Ces Stéphanois pré-sélectionnés pour les Oscars

GUIDE URBAIN | Ils ont connu un succès fulgurant avec Ma vie de Courgette, un film d'animation prix du public au Festival international du film d'animation d'Annecy projeté lors de la quinzaine des réalisateurs à Cannes. Ils reviennent avec un nouveau projet de court-métrage préparé à Saint-Étienne.

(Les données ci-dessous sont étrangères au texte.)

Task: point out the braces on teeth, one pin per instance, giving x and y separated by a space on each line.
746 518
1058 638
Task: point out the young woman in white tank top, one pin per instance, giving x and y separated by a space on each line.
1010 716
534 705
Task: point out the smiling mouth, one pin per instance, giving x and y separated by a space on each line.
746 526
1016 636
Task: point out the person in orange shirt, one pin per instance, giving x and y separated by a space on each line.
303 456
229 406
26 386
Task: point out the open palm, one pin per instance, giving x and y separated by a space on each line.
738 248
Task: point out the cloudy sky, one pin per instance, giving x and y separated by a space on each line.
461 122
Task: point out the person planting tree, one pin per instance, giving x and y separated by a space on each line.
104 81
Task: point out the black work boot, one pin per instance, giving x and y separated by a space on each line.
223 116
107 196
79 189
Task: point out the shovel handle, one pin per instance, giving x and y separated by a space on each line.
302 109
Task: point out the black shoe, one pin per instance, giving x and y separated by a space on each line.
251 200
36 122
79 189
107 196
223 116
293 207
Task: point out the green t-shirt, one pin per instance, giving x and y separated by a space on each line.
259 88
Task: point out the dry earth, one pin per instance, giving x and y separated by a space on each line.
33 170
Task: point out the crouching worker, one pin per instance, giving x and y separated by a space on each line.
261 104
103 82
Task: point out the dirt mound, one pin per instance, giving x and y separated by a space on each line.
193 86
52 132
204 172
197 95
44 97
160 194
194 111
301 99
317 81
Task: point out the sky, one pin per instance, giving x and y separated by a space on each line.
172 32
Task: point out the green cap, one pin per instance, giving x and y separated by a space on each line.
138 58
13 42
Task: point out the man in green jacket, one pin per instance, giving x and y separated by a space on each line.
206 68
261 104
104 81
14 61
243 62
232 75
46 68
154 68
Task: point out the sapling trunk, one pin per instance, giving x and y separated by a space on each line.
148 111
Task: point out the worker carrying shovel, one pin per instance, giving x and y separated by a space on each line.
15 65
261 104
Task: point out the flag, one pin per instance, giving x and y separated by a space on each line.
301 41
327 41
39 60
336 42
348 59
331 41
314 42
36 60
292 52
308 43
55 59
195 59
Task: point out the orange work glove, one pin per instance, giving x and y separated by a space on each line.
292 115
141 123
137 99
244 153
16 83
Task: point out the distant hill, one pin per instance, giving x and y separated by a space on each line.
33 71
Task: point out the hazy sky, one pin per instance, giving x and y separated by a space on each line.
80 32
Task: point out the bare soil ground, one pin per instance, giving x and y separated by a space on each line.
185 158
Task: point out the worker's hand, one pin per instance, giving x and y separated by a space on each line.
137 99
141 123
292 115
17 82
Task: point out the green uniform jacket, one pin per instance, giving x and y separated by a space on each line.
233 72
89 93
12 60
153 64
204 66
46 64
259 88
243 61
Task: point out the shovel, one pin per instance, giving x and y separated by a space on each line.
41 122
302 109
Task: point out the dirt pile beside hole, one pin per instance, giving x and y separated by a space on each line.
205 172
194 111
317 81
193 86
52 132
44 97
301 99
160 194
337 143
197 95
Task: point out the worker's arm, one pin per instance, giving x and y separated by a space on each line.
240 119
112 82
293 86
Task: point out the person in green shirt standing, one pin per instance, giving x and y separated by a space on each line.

Sylvain Thizy | Lundi 28 novembre 2016

Photo : © Maxime Fossier


Dans les ateliers de Black System rue Antoine Durafour à Saint-Étienne, c'est la fête ce jeudi soir. On célèbre la fin d'un travail qui aura duré trois mois. Depuis septembre, une partie de l'équipe technique de Ma vie de Courgette prépare dans ces ateliers les décors de son nouveau court-métrage. Son nom : La Femme Canon. « Ce sera une histoire d'amour mais une histoire d'amour qui finit bien, une métaphore poétique de la vie de couple » raconte entre deux décors David Toutevoix, le directeur photo de Ma vie de Courgette devenu co-réalisateur dans ce nouveau projet. « La moitié du film est faite ici à Saint-Etienne : on a construit des roulottes, des maisons, du mobilier, une église ». Une quinzaine de décors en tout à l'échelle des personnages qui seront animés. Une attention toute particulière a été portée aux couleurs : la co-réalisatrice Albertine Zullo est illustratrice, c'est elle qui a dessiné les décors et accessoires du film.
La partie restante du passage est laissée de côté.